So, I rarely post on forums as I’m usually able to figure out my issues through thorough web search, but this one is beyond me
Basically, TrueNAS SCALE install crashes halfway through, but you can read a quick recap below.
I hope someone will be able to provide some guidance, I feel kind of lost right now…
(first post here, please don’t hesitate to tell me if I overlooked some good practice)
Quick history:
The installation was flawless the very first time (~6 months ago). I did some very basic initial config on TrueNAS, then had to reorganise some of my drives. When I tried to reinstall TrueNAS, I ran into weird ACPI errors (see attached picture) and the install process, depending on the flashing method, could either not pass it at all or proceed anyway but crashed during the actual install.

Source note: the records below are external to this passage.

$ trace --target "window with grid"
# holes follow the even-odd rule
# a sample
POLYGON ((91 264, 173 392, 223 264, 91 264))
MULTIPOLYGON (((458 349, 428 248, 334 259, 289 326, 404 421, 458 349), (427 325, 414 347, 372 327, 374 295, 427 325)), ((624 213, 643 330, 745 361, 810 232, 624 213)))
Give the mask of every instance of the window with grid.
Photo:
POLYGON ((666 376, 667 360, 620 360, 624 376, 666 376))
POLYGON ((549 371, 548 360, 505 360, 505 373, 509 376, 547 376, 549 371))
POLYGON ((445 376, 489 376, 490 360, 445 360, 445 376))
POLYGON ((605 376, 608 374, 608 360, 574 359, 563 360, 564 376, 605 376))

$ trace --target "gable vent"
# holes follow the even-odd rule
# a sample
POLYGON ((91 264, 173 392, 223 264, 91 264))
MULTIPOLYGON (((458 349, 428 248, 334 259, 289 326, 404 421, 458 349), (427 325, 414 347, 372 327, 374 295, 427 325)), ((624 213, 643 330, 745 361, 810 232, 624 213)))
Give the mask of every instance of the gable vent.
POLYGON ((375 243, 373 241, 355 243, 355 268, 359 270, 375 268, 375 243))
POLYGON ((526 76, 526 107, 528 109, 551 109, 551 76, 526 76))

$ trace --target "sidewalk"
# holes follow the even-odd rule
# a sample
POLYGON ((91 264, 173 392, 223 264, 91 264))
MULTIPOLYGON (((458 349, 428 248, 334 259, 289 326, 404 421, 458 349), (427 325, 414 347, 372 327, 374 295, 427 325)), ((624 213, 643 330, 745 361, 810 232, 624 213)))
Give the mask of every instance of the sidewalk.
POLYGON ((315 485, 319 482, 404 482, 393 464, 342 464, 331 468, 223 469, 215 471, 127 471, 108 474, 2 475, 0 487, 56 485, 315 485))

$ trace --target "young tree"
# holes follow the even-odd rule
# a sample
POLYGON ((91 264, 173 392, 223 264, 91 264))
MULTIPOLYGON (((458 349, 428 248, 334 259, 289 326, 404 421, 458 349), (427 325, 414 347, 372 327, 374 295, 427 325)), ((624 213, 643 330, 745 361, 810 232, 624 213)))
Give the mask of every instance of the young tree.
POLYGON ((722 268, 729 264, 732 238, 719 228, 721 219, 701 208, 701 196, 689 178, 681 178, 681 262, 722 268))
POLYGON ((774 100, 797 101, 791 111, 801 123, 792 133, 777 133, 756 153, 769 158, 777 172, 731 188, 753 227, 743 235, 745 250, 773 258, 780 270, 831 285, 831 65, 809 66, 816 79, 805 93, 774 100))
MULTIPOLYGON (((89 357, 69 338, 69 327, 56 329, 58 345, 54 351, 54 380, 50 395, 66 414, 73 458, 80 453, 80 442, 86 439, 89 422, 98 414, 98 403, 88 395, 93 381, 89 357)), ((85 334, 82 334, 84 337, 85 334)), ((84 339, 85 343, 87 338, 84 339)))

I suspected BIOS compatibility issues, so I contacted Beelink to update my BIOS and then, despite the ACPI bugs still showing up, the install could successfully go to the end, so I shut down via the GUI to put the mini PC back on its shelf.
However, upon restart, I now directly fall into GRUB shell. No error showing up apart from load kernel first when I type the boot command.
I tried to reinstall again, but now I’m back to 1. as the install process crashes again.
The ACPI BIOS Errors I see when I boot the install media:
Nope, I assumed it was stable as this is an unmodified product (apart from the drives) from a well-known brand. Good point, I’ll run memtest86.
EDIT:@neofusion I just tried several times to run memtest86 (booting from Ventoy), although no errors are displayed it seems to cut halfway through also It reaches 50% of the tests every time and then black screen slightly after
I would think you are having an overheating issue with ram, and or the NVMe drives. Inside the system, the 2.5″ drive mounting bay. This bay if populated with an ssd could block airflow to the bottom memory and the SSD fan.
Any way to test that? I mean apart from removing the 2.5’’ SSD?
During memtest86 tests the RAM temp was around 62°C.
Because if this is really the case, I have to go back to the drawing board for my hardware choice…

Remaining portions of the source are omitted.